Sheriya Clement-­‐Pascall has just graduated from the American Musical Theatre Academy. She has performed in Puss in Boots (Greenwich Theatre) and recently finished performing in The Drowsy Chaperone (The Lost Theatre). She’s thrilled to be part of Tête à Tête: The Opera Festival 2014 and performing in THE CHOKER.

 

Born in Plymouth, Lucy Clements studied at Winchester and gained a BA in Performing Arts. She has undertaken numerous roles on stage and in film. Credits include: The Sleeping Room, The ABC’s of Death and Escape from London. For more information visit: http://lucy-­‐clements.wix.com/actress.

 

Nicola McDonald recently graduated from the American Musical Theatre Academy and is thrilled to be part of Tête à Tête’s 8th annual opera festival. Other training includes a three-­‐year Dance & Musical Theatre course at Phil Winston’s Theatreworks.

 

Yvette Pepper recently graduated from the American Musical Theatre Academy. Musical theatre credits, whilst training, include: Sweeney Todd, The Wild Party, Sweet Charity, The Drowsy Chaperone and Elegies for Angels, Punks and Raging Queens.
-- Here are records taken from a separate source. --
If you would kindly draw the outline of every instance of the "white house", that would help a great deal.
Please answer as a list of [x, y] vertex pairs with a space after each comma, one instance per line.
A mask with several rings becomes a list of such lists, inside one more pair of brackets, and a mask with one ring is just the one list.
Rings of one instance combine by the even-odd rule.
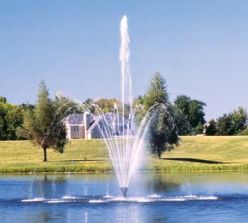
[[102, 116], [83, 114], [70, 114], [65, 119], [67, 139], [92, 139], [123, 135], [127, 129], [127, 119], [117, 118], [116, 113], [105, 113]]

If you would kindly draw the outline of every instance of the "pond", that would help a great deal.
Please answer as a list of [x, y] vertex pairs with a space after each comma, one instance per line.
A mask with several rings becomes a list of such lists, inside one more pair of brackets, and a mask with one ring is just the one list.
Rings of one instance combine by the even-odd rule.
[[247, 222], [248, 173], [2, 175], [0, 222]]

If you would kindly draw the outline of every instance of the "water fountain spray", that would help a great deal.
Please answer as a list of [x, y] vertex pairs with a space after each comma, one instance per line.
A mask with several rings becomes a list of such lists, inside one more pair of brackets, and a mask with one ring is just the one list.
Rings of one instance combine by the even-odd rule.
[[112, 114], [104, 113], [98, 105], [93, 104], [93, 116], [95, 116], [94, 120], [101, 120], [98, 122], [98, 129], [108, 148], [122, 195], [126, 197], [129, 183], [139, 164], [140, 152], [144, 148], [144, 138], [149, 124], [164, 105], [152, 106], [140, 124], [136, 125], [129, 68], [130, 40], [127, 16], [121, 19], [120, 34], [121, 101], [119, 106], [114, 105]]

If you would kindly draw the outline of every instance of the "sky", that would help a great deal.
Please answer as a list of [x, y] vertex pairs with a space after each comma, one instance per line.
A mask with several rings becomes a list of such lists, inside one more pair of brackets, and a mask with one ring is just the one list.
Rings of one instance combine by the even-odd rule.
[[119, 98], [124, 14], [134, 96], [160, 72], [207, 120], [248, 107], [246, 0], [0, 0], [0, 95], [35, 103], [43, 79], [52, 96]]

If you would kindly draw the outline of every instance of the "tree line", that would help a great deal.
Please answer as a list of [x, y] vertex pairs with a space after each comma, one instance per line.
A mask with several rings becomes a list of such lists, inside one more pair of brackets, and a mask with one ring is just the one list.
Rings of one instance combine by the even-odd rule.
[[[112, 112], [118, 102], [114, 98], [101, 98], [96, 101], [87, 99], [83, 104], [93, 113], [92, 103], [102, 108], [103, 112]], [[51, 98], [44, 81], [40, 83], [34, 105], [13, 105], [5, 97], [0, 97], [0, 140], [31, 139], [43, 149], [44, 161], [47, 161], [48, 148], [63, 152], [67, 143], [64, 118], [71, 113], [83, 113], [85, 107], [63, 96]], [[153, 75], [146, 93], [134, 100], [133, 107], [138, 123], [145, 114], [151, 113], [153, 118], [147, 140], [150, 151], [159, 158], [163, 151], [178, 145], [179, 135], [248, 134], [248, 118], [244, 108], [239, 107], [206, 122], [206, 104], [186, 95], [179, 95], [170, 101], [166, 81], [159, 73]]]

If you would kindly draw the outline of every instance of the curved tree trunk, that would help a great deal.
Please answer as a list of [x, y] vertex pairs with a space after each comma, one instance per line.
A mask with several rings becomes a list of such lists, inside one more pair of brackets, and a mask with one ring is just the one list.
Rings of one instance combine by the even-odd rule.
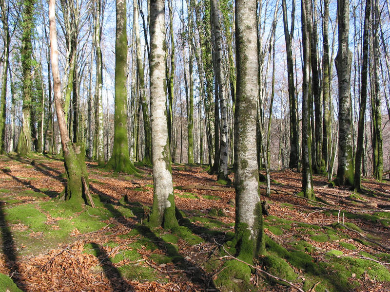
[[150, 1], [150, 104], [154, 192], [149, 224], [164, 228], [178, 226], [171, 169], [166, 118], [164, 0]]
[[[53, 79], [54, 101], [57, 121], [61, 135], [61, 143], [64, 158], [67, 183], [63, 199], [69, 201], [75, 211], [81, 210], [81, 204], [85, 202], [83, 199], [83, 188], [88, 185], [88, 173], [84, 161], [85, 150], [82, 145], [72, 143], [69, 139], [66, 121], [62, 106], [61, 81], [58, 66], [57, 33], [56, 28], [55, 0], [49, 2], [49, 21], [50, 32], [50, 56]], [[83, 179], [86, 183], [83, 184]], [[91, 202], [92, 204], [92, 202]]]

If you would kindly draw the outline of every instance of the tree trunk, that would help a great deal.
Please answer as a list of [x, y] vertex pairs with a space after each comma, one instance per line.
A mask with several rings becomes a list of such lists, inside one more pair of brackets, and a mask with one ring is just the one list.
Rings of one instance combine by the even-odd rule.
[[324, 0], [324, 17], [322, 20], [322, 39], [323, 55], [322, 57], [322, 96], [324, 114], [322, 120], [322, 160], [321, 164], [326, 166], [330, 153], [330, 64], [329, 62], [329, 41], [328, 25], [329, 23], [329, 0]]
[[[231, 246], [240, 259], [252, 264], [265, 251], [261, 205], [259, 196], [256, 143], [256, 104], [258, 98], [256, 1], [236, 0], [237, 91], [234, 113], [235, 235]], [[251, 141], [251, 143], [248, 143]], [[215, 280], [221, 291], [247, 291], [251, 269], [232, 260], [225, 263]], [[239, 290], [237, 283], [239, 282]]]
[[69, 201], [75, 211], [81, 211], [81, 204], [85, 201], [83, 199], [83, 178], [88, 185], [88, 173], [84, 161], [85, 151], [82, 145], [71, 143], [66, 127], [66, 121], [62, 107], [61, 81], [58, 66], [58, 49], [57, 33], [56, 28], [55, 0], [50, 0], [49, 2], [49, 21], [50, 32], [50, 55], [53, 73], [54, 101], [57, 114], [59, 131], [61, 135], [61, 143], [63, 152], [65, 169], [66, 172], [67, 183], [65, 187], [65, 195], [63, 197]]
[[289, 86], [289, 109], [290, 115], [290, 155], [289, 167], [298, 168], [299, 160], [299, 144], [298, 139], [298, 117], [297, 116], [297, 102], [295, 97], [295, 89], [294, 83], [293, 61], [291, 48], [291, 40], [294, 32], [295, 22], [295, 1], [293, 1], [291, 13], [291, 28], [289, 32], [287, 22], [287, 8], [286, 0], [282, 0], [283, 12], [283, 28], [284, 39], [286, 42], [286, 53], [287, 59], [287, 78]]
[[164, 0], [150, 1], [150, 104], [154, 191], [149, 224], [164, 228], [178, 226], [175, 217], [165, 90]]
[[95, 48], [96, 52], [96, 85], [95, 94], [95, 158], [98, 160], [98, 165], [103, 166], [104, 160], [103, 136], [103, 62], [101, 55], [100, 41], [101, 38], [101, 1], [96, 2], [97, 7], [95, 19]]
[[360, 110], [359, 112], [359, 126], [357, 129], [356, 155], [355, 159], [355, 175], [353, 182], [355, 190], [360, 191], [361, 187], [362, 158], [364, 148], [365, 117], [367, 100], [367, 68], [369, 55], [369, 25], [371, 14], [371, 0], [366, 1], [366, 11], [364, 14], [364, 24], [363, 35], [363, 55], [362, 56], [361, 88], [360, 89]]
[[216, 0], [211, 0], [211, 16], [213, 23], [212, 33], [214, 35], [214, 48], [215, 52], [215, 78], [218, 84], [218, 95], [221, 111], [220, 149], [219, 151], [219, 168], [218, 171], [218, 180], [222, 183], [226, 183], [228, 177], [228, 159], [229, 158], [229, 141], [228, 141], [228, 108], [227, 101], [225, 94], [226, 81], [222, 72], [222, 36], [219, 21], [219, 12]]
[[129, 158], [127, 139], [127, 34], [126, 1], [116, 1], [115, 113], [114, 149], [106, 167], [115, 172], [137, 172]]
[[19, 135], [17, 152], [21, 157], [31, 151], [31, 130], [30, 125], [30, 102], [33, 83], [32, 73], [33, 55], [32, 33], [34, 27], [35, 1], [27, 1], [23, 4], [23, 32], [21, 39], [21, 67], [22, 75], [22, 128]]
[[[0, 0], [1, 18], [2, 22], [3, 39], [4, 48], [3, 51], [3, 72], [1, 76], [1, 89], [0, 95], [0, 153], [5, 152], [5, 105], [7, 97], [7, 81], [9, 67], [9, 43], [10, 37], [8, 30], [8, 11], [5, 0]], [[11, 125], [11, 127], [12, 127]]]
[[351, 102], [351, 70], [352, 52], [350, 50], [349, 1], [337, 0], [338, 50], [334, 63], [337, 71], [339, 92], [338, 166], [336, 184], [353, 185], [354, 165], [352, 149]]
[[382, 112], [381, 109], [381, 94], [379, 91], [379, 8], [378, 0], [372, 2], [372, 60], [373, 63], [373, 112], [374, 128], [373, 129], [373, 161], [376, 164], [374, 169], [374, 177], [382, 180], [383, 173], [383, 154], [382, 135]]
[[303, 51], [302, 68], [302, 191], [305, 198], [314, 198], [312, 174], [312, 134], [310, 126], [311, 106], [310, 96], [310, 39], [311, 27], [311, 0], [302, 0], [302, 36]]
[[137, 73], [138, 73], [138, 80], [139, 80], [139, 90], [141, 91], [140, 99], [142, 108], [142, 118], [143, 119], [143, 128], [145, 135], [145, 156], [143, 161], [144, 163], [150, 164], [152, 163], [152, 142], [151, 141], [152, 131], [150, 128], [149, 107], [145, 92], [143, 63], [141, 58], [141, 40], [139, 37], [139, 25], [138, 21], [138, 5], [135, 1], [134, 2], [134, 7], [133, 17], [135, 18], [135, 23], [136, 24], [134, 29], [135, 30], [136, 42], [136, 44]]

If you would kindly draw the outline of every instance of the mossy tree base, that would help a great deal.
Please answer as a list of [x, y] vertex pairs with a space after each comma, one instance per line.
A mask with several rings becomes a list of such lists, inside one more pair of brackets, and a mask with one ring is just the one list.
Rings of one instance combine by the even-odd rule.
[[179, 226], [176, 218], [175, 197], [173, 194], [170, 194], [167, 201], [170, 205], [166, 207], [162, 211], [159, 207], [158, 201], [156, 200], [153, 201], [152, 212], [146, 225], [151, 228], [157, 228], [162, 226], [164, 229], [172, 229]]
[[68, 151], [64, 156], [65, 174], [67, 183], [59, 200], [68, 201], [75, 212], [81, 210], [81, 205], [87, 203], [85, 190], [81, 180], [83, 177], [89, 185], [88, 174], [84, 157], [85, 149], [82, 143], [71, 143], [67, 145]]
[[123, 153], [113, 153], [110, 160], [107, 163], [105, 168], [114, 170], [116, 173], [121, 172], [129, 175], [139, 173], [129, 157]]

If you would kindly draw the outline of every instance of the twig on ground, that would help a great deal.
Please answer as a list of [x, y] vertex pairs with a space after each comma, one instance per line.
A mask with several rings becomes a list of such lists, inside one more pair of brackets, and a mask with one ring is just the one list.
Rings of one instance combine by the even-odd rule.
[[267, 276], [268, 276], [270, 278], [272, 278], [273, 279], [274, 279], [275, 280], [277, 280], [278, 281], [280, 281], [281, 282], [284, 282], [285, 283], [287, 283], [288, 284], [289, 284], [290, 286], [291, 286], [293, 288], [294, 288], [294, 289], [296, 289], [297, 290], [298, 290], [298, 291], [299, 291], [299, 292], [305, 292], [303, 290], [302, 290], [301, 288], [298, 287], [297, 286], [296, 286], [296, 285], [293, 284], [290, 281], [288, 281], [286, 279], [283, 279], [282, 278], [279, 278], [279, 277], [277, 277], [276, 276], [274, 276], [273, 275], [271, 274], [270, 273], [266, 272], [265, 271], [264, 271], [263, 270], [261, 270], [260, 268], [258, 268], [257, 267], [255, 267], [253, 265], [251, 265], [251, 264], [248, 264], [247, 262], [245, 262], [243, 260], [241, 260], [239, 258], [237, 258], [237, 257], [235, 257], [235, 256], [232, 256], [232, 255], [229, 254], [229, 252], [228, 252], [226, 250], [226, 249], [225, 248], [225, 247], [223, 246], [223, 244], [221, 244], [220, 243], [218, 243], [218, 242], [217, 242], [215, 240], [215, 238], [214, 238], [214, 242], [215, 243], [216, 243], [217, 244], [218, 244], [218, 245], [219, 245], [220, 246], [222, 246], [222, 248], [223, 249], [223, 251], [224, 251], [226, 254], [228, 254], [228, 256], [221, 256], [221, 257], [220, 257], [219, 258], [220, 259], [222, 259], [223, 258], [231, 258], [232, 259], [235, 259], [235, 260], [237, 260], [237, 261], [239, 261], [240, 262], [241, 262], [241, 263], [243, 263], [244, 264], [245, 264], [246, 265], [247, 265], [249, 267], [251, 267], [251, 268], [254, 269], [255, 270], [257, 270], [259, 272], [267, 275]]
[[338, 222], [338, 223], [340, 225], [341, 225], [342, 226], [343, 226], [343, 227], [344, 227], [346, 229], [348, 229], [348, 230], [349, 230], [350, 231], [352, 231], [353, 232], [355, 232], [355, 233], [357, 233], [357, 234], [359, 235], [359, 236], [360, 237], [363, 237], [363, 238], [364, 238], [364, 239], [365, 240], [367, 240], [367, 241], [370, 241], [370, 242], [372, 242], [372, 243], [375, 243], [377, 245], [378, 245], [379, 246], [380, 246], [381, 248], [382, 248], [386, 250], [387, 251], [390, 251], [390, 247], [389, 247], [388, 246], [386, 246], [386, 245], [384, 245], [383, 244], [382, 244], [381, 243], [380, 243], [378, 241], [374, 240], [373, 239], [371, 239], [370, 238], [368, 238], [368, 237], [365, 236], [364, 235], [363, 235], [363, 234], [362, 234], [361, 233], [359, 232], [359, 231], [356, 231], [356, 230], [354, 230], [352, 229], [352, 228], [350, 228], [348, 226], [344, 225], [343, 223], [340, 223], [339, 222]]

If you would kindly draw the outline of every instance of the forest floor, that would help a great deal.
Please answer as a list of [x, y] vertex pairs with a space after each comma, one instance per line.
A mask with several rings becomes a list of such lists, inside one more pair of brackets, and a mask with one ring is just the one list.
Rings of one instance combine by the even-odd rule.
[[[213, 280], [226, 254], [216, 242], [229, 250], [233, 188], [203, 166], [174, 164], [176, 203], [187, 219], [171, 232], [150, 230], [141, 222], [153, 202], [151, 169], [127, 176], [87, 164], [103, 203], [75, 213], [53, 199], [64, 188], [62, 160], [0, 156], [0, 291], [4, 275], [26, 292], [219, 291]], [[271, 174], [259, 268], [305, 291], [390, 291], [390, 184], [364, 180], [364, 193], [355, 194], [314, 176], [314, 202], [296, 195], [300, 173]], [[296, 291], [253, 272], [251, 291]]]

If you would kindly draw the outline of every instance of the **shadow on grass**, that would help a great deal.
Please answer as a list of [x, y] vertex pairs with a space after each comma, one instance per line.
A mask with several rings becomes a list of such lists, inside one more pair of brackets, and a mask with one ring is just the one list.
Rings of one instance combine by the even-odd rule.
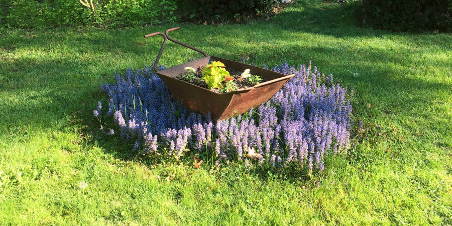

Yvette has also appeared in Arundel Festival in a number of performances.

 

Rebecca Sibthorpe recently completed an intensive performance-­‐based course at the American Musical Theatre Academy, having previously gained an honours degree in Musical Theatre. A triple threat, she has performed on stage from childhood, and is now taking her first steps into the professional world of entertainment.